Victor Saldaño, a citizen of Argentina, was charged in Texas with shooting a man in the course of a robbery. After Saldaño was convicted of murder, a separate court proceeding was held to determine whether the death penalty should be imposed. During the penalty phase of the trial, the state presented the testimony of a psychologist who told the jury that Hispanics and blacks pose a greater danger to the public and so posed the kind of future danger that justified imposing the death penalty. On the basis of that racist testimony, the jury sentenced Saldaño to death. He subsequently appealed, asserting that the psychologist’s testimony violated his constitutional right not to be sentenced on the basis of his race.
Although the state defended the sentence for four years on appeal, it eventually admitted to the U.S. Supreme Court that the psychologist’s testimony was improper, and the case was remanded for a new sentencing hearing. However, the Texas courts were unwilling to accept the state’s admission of error, leaving the case to drag on. In the meantime, Saldaño was placed in solitary confinement in Texas’ notoriously severe death-row prison and remained there for nearly eight years until a federal court ordered that he be granted a resentencing hearing.

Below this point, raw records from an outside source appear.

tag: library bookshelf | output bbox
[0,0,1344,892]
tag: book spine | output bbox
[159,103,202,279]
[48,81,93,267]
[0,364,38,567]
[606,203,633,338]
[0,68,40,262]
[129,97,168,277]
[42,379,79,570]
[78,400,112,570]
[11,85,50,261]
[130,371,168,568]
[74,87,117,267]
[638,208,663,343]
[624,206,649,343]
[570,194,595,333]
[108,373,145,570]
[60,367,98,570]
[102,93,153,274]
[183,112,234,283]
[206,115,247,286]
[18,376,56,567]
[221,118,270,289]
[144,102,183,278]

By that time, Saldaño’s mental health had deteriorated so severely due to the conditions of his confinement that he had become mentally incapacitated and was incapable of defending himself. Despite his family’s request that he be moved into a federal psychiatric institution, Saldaño was again sentenced to death, largely due to his erratic behavior in the courtroom. On appeal, Saldaño’s attorneys argued that his extended stay in solitary confinement contributed to the mental deterioration that was the basis for his death sentence, thereby violating the Eighth Amendment’s prohibition on cruel and unusual punishment.
In its amicus brief asking the U.S. Supreme Court to vacate Saldaño’s death sentence, The Rutherford Institute expanded on the Eighth Amendment argument, detailing the dehumanizing effects of and psychological harm caused by solitary confinement and arguing that Saldaño should not be put to death because of a condition the state itself caused.